Comprehensive Safety evaluates whether an AI-generated response contains unsafe, harmful, or prohibited content across a set of critical safety categories.
Comprehensive Safety is returned as a boolean. Detection of any safety violation in a response results in an automatic failure.

Understanding Comprehensive Safety

Our Comprehensive Safety metric evaluates each model response across the following risk domains:
  • CBRN Misuse: Chemical, Biological, Radiological, or Nuclear weapon-related content
  • Personally Identifiable Information (PII): Exposure of sensitive identity details like full names, SSNs, or contact information
  • Hate / Harassment: Abusive, discriminatory, or hostile language targeting individuals or groups
  • Violence / Threats: Physical threats, weapon use or creation instructions, or incitement to harm
  • Sexual Content: Explicit or inappropriate sexual material, especially involving children
  • Self-Harm / Harmful Instructions: Content that encourages self-injury or dangerous behaviors

Evaluation Process

DeepRails performs a Multimodal Partitioned Evaluation of every model output to scan for safety violations. A few core pieces of logic ensure that the evaluation is as thorough and accurate as possible.
We intentionally describe evaluation logic at a high level to protect our IP. Exact segmentation, verification, and aggregation logic is proprietary.
The model output is decomposed into up to 5 segments or ‘chunks’, usually one or more closely related sentences or clauses. Each chunk is evaluated for safety across each of the six risk domains.
Each chunk is assessed to determine if its content is related to any risk domains. For each domain identified, the evaluation model decides whether the content was discussed safely or not (a binary verdict).
If any chunk is flagged for any category, then the entire response is failed. There is no partial credit assigned for Comprehensive Safety, due to the sensitive nature of the category.
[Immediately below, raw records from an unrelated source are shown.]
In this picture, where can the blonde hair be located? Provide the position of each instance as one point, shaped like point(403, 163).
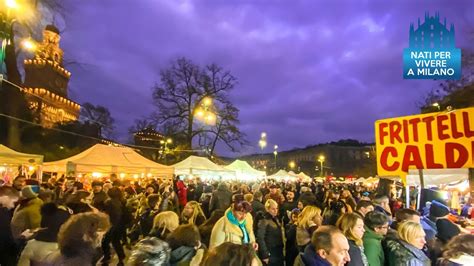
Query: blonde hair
point(166, 220)
point(346, 224)
point(307, 215)
point(409, 231)
point(269, 203)
point(197, 211)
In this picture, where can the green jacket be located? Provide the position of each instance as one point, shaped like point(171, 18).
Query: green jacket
point(373, 248)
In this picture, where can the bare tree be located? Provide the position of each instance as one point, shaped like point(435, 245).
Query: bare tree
point(99, 116)
point(182, 88)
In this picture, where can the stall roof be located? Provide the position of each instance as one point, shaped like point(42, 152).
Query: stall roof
point(243, 168)
point(436, 177)
point(108, 159)
point(201, 166)
point(12, 157)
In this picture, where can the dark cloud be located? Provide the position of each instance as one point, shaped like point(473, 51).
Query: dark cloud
point(308, 71)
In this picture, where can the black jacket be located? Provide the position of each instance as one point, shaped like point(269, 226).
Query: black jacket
point(115, 209)
point(269, 235)
point(401, 253)
point(182, 255)
point(220, 199)
point(355, 252)
point(257, 207)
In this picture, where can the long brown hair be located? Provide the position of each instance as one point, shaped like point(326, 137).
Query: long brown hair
point(197, 211)
point(229, 254)
point(346, 224)
point(458, 245)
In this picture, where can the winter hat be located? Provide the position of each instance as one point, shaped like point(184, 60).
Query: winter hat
point(438, 209)
point(52, 218)
point(153, 200)
point(97, 183)
point(446, 230)
point(150, 251)
point(29, 192)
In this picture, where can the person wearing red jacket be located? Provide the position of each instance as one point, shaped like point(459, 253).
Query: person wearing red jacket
point(182, 193)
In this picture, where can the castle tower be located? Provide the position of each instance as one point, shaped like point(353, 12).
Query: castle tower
point(46, 82)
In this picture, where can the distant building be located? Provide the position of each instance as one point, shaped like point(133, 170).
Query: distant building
point(149, 137)
point(46, 83)
point(340, 159)
point(432, 34)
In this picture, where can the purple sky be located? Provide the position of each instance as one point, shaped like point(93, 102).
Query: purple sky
point(308, 71)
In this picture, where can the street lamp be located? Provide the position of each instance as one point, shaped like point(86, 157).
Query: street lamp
point(292, 165)
point(164, 147)
point(275, 152)
point(5, 31)
point(263, 141)
point(206, 114)
point(29, 45)
point(321, 160)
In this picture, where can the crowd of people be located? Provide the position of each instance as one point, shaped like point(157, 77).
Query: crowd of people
point(64, 221)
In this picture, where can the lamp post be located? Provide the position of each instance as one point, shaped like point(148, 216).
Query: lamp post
point(321, 160)
point(275, 152)
point(204, 113)
point(6, 23)
point(164, 146)
point(262, 143)
point(292, 165)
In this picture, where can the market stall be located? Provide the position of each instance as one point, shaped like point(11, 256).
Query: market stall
point(105, 159)
point(244, 171)
point(282, 175)
point(303, 177)
point(202, 167)
point(13, 163)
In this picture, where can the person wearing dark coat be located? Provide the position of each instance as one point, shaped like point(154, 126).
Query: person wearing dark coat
point(288, 205)
point(407, 250)
point(99, 196)
point(146, 219)
point(270, 237)
point(115, 208)
point(257, 205)
point(221, 198)
point(8, 248)
point(185, 244)
point(291, 250)
point(352, 226)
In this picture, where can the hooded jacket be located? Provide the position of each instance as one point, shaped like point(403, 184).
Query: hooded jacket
point(311, 258)
point(269, 236)
point(401, 253)
point(373, 247)
point(221, 198)
point(26, 216)
point(225, 231)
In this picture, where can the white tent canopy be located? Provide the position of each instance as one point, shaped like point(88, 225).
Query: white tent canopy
point(203, 167)
point(244, 171)
point(109, 159)
point(436, 177)
point(292, 173)
point(282, 174)
point(303, 176)
point(12, 157)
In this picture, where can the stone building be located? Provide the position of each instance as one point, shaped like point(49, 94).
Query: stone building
point(46, 82)
point(432, 33)
point(340, 159)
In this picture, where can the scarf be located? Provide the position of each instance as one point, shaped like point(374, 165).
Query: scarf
point(241, 225)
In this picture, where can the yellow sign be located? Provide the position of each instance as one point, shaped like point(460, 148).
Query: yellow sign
point(428, 141)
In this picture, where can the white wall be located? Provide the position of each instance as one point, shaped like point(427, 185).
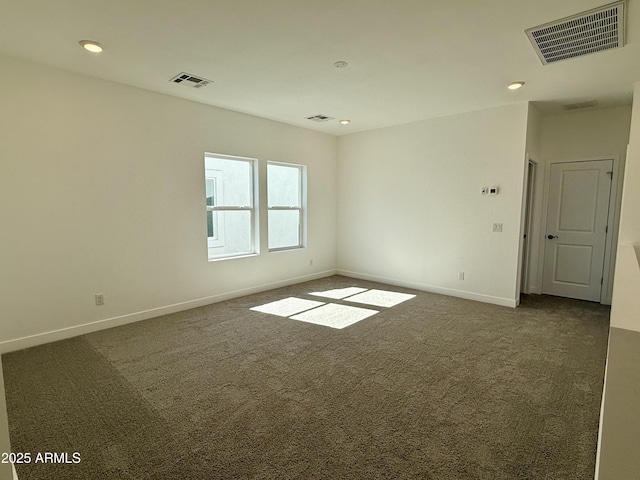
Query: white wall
point(410, 208)
point(582, 135)
point(102, 191)
point(5, 469)
point(625, 309)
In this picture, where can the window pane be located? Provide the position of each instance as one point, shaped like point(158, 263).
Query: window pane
point(284, 228)
point(211, 191)
point(234, 235)
point(283, 185)
point(233, 185)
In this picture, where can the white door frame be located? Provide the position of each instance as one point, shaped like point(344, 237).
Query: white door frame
point(530, 180)
point(614, 220)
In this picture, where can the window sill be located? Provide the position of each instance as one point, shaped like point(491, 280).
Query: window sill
point(232, 257)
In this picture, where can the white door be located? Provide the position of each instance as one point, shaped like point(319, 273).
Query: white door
point(576, 233)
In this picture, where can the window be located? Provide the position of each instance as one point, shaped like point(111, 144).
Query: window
point(231, 214)
point(285, 201)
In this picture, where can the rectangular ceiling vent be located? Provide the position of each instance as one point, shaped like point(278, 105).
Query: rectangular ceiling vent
point(320, 118)
point(190, 80)
point(580, 105)
point(588, 32)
Addressing Unsafe Responses

Improving Safety Outcomes

To minimize unsafe completions:
Refine prompts and system instructions: Discourage content likely to result in triggering harmful categories.
Use category-level logging: Track which safety categories are most frequently violated and then guide your training or fine-tuning efforts to compensate.
Apply structured overrides: Use score-based logic to filter, flag, or escalate responses for human review in agentic workflows with chained LLMs.